D’ailleurs le récit de l’autre aveugle, à Bethsaïda, précède tout juste cette profession de foi de Pierre (8,23-33). On peut reconnaître dans la demi-guérison de l’aveugle la réponse de Pierre à la question ‘Qui dites-vous que je suis ?’ Pierre voit quelque chose de vrai sur Jésus, mais se trompe sur la suite : c’est une demi-confession de foi. Car les disciples qui reconnaissent Jésus comme Messie s’engagent dès lors sur un chemin de gloire et de grandeur. Ils refusent le choix de Jésus pour la non-puissance et son chemin vers l’abaissement de la Passion. Ils en restent à une vision limitée et incomplète de l’envoyé de Dieu.

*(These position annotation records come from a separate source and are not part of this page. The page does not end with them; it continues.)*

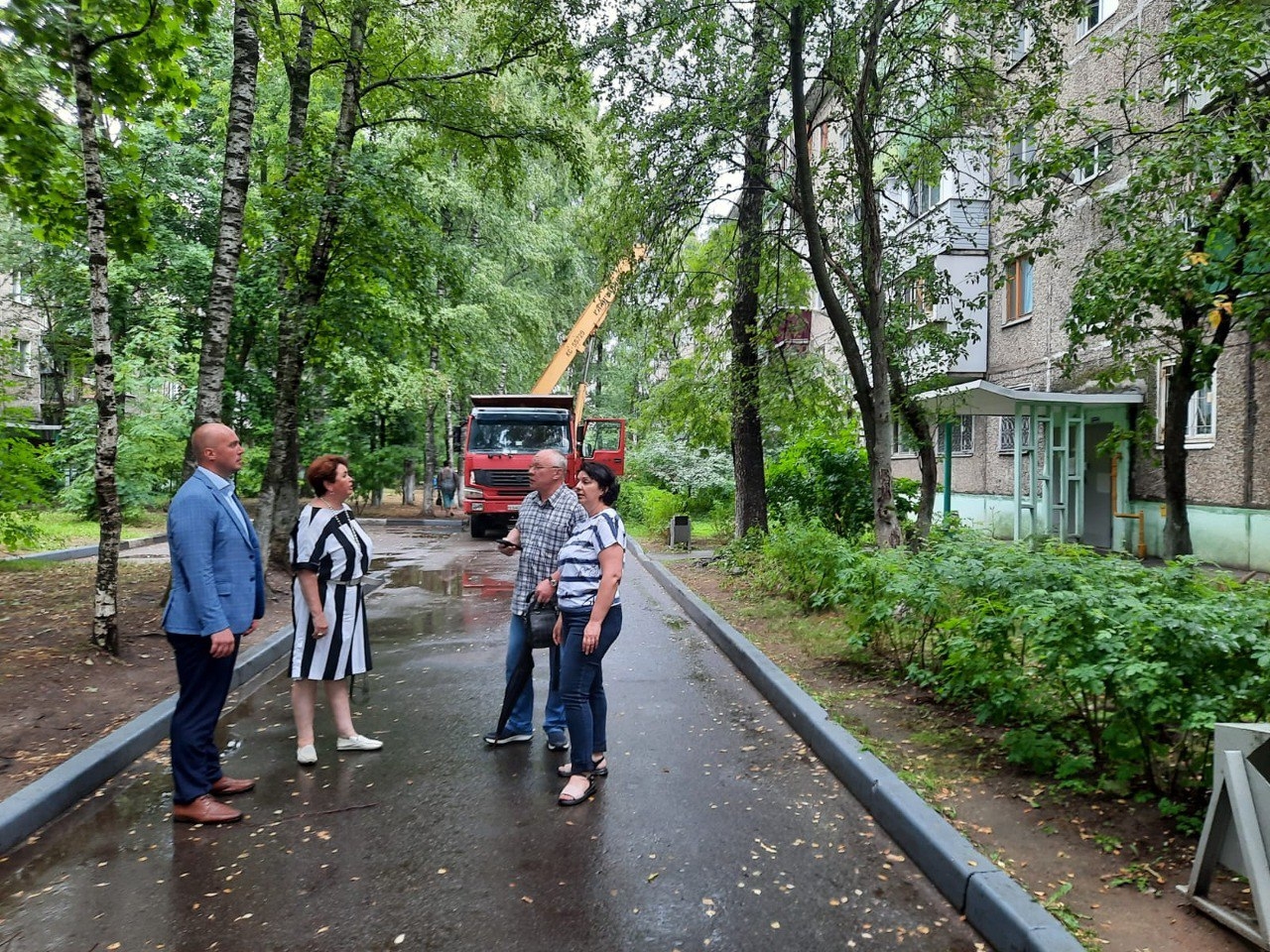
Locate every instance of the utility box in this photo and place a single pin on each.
(681, 531)
(1237, 828)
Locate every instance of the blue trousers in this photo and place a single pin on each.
(521, 720)
(581, 683)
(204, 683)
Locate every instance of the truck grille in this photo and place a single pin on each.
(504, 479)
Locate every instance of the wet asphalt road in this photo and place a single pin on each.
(716, 829)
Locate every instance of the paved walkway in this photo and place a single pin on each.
(716, 828)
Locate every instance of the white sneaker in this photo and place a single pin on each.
(358, 743)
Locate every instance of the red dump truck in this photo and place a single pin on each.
(506, 430)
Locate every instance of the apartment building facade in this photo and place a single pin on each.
(1035, 439)
(21, 343)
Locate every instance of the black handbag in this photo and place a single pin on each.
(540, 622)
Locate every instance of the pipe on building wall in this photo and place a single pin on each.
(1139, 516)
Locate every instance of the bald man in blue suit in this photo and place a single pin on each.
(217, 597)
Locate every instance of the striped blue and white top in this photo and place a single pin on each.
(579, 560)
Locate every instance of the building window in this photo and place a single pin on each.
(1006, 440)
(903, 443)
(961, 436)
(925, 195)
(1019, 289)
(1095, 12)
(1023, 150)
(1024, 39)
(920, 304)
(26, 359)
(1096, 159)
(1201, 413)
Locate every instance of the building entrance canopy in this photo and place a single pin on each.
(1049, 448)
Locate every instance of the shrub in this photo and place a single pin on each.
(825, 475)
(1101, 670)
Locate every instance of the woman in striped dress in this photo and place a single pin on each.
(590, 620)
(330, 555)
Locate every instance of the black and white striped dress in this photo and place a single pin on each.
(334, 546)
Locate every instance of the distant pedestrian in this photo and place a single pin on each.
(549, 515)
(217, 597)
(330, 555)
(447, 484)
(590, 619)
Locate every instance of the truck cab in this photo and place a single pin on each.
(506, 430)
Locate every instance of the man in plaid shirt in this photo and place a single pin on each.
(548, 518)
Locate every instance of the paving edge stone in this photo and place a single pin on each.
(997, 906)
(71, 780)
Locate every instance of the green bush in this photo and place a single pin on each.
(1101, 670)
(154, 431)
(647, 508)
(825, 475)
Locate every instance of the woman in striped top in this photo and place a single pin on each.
(590, 619)
(330, 555)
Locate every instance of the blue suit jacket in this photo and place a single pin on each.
(217, 576)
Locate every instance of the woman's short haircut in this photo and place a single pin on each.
(322, 470)
(604, 479)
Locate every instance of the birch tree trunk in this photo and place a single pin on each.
(229, 243)
(747, 428)
(105, 633)
(869, 377)
(280, 498)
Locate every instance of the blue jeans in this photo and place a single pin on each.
(204, 683)
(521, 721)
(581, 683)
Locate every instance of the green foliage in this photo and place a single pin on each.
(648, 508)
(154, 430)
(24, 471)
(824, 475)
(683, 470)
(1101, 670)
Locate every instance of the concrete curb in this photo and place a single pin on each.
(997, 906)
(64, 555)
(59, 789)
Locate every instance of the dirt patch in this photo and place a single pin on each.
(60, 694)
(1109, 869)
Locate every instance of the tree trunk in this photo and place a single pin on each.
(866, 289)
(408, 483)
(229, 243)
(430, 444)
(105, 633)
(1180, 390)
(747, 428)
(298, 324)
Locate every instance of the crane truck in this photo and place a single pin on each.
(504, 430)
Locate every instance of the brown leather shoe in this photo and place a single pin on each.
(204, 810)
(227, 785)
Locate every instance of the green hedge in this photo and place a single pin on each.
(1102, 670)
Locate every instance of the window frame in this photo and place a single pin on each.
(1206, 397)
(1023, 151)
(962, 445)
(925, 195)
(1025, 39)
(1019, 290)
(1098, 154)
(1097, 12)
(899, 445)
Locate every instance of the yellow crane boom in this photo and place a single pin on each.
(587, 324)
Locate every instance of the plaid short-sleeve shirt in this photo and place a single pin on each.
(545, 526)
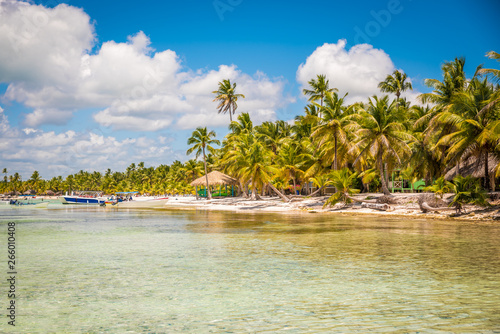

Bartimée appelle ensuite Jésus ‘rabbouni’, une forme familière de ‘rabbi’, qui signifie ‘mon maître’, i.e. celui qui m’enseigne. On passe trop vite sur ce titre, qu’on pense moins élevé que ‘Fils de David’. Pourtant on ne le voit jamais dans les récits de guérison ; seuls les disciples disent ‘rabbi’. Pourquoi ce titre ici? Après les enseignements répétés de Jésus, que les disciples semblent ne pas entendre, il est peut-être temps de se mettre enfin à son école et d’écouter ce qu’il a à dire quand il appelle à dépasser les images puissantes du messie. En laissant son manteau Bartimée, a ‘tout quitté’. Ils doivent faire de même, quitter leurs présupposés sur les moyens que Dieu utilise pour se faire connaître.
Tout ce que veut Bartimée, c’est voir. Belle figure de ces disciples qui doivent désirer voir et entendre, pour enfin ‘suivre Jésus’ sur son chemin. Ce chemin où jusque là ils restent assis, immobiles dans leurs perceptions de lui. Le ‘vouloir voir’ de Bartimée est mis en valeur par la réponse de Jésus. Car personne, même Jésus ou Dieu, ne peut nous forcer à comprendre ce qu’on ne veut pas comprendre. Symboliquement Bartimée illustre que pour progresser dans la découverte d’un Dieu si étonnant, il nous faut vouloir, consentir, et non rester passifs comme l’aveugle de Bethsaïda.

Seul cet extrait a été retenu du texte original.